I tried hundreds of millions of SQLite with python

mongodb has also reached its limit.

Mongodb shortest introduction (1) Install & start on EC2 & suddenly put tens of thousands [Mongodb Shortest Introduction (2) I searched for tens of thousands] (http://qiita.com/tottoko/items/68e61daf6eafb03d4b4b) [Mongodb Shortest Introduction (3) I tried to speed up even millions] (http://qiita.com/tottoko/items/b6c9430b1e0ab7cb409c)

Mr. mongo who is strict from tens of millions of data. Since the wall of 100 million has come into view, SQL Lite has appeared in a surprising place.

[Impact NoSQL KVS Easy DB mongo redis sqlite What was God speed locally? .. .. ] (http://qiita.com/wan-liner/items/ee07442e5bd4afd5b1b5)

If no processing is required ↑ This was the strongest.

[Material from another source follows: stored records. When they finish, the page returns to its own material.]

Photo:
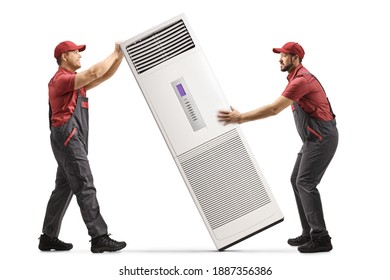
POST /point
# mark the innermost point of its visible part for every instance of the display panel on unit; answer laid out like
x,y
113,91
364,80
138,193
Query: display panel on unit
x,y
188,104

Strictly speaking, it is better to keep the file as gz in a CSV reader. It is physically faster to decompress the compression in memory than to read the file from a regular disk. Of course, except in cases where reading files is faster than memory (SSD? Nvme?). So, CSV has columns, so sometimes I want to use placeholders.

To make the SQL easier to read, I would like you to use a placeholder with the column name: column_name1 to escape or automatically sanitize it.

Use the column name as a key in the CSV row list to make a dictionary in one shot:

data=dict(zip(keys,row))

keys is a list of column names Example: ('id','title') row is a CSV row separated by a delimiter Example: 1111 "\ t" aaaa Now data is a dictionary like {id: 1111, title: aaaa}. It's magic.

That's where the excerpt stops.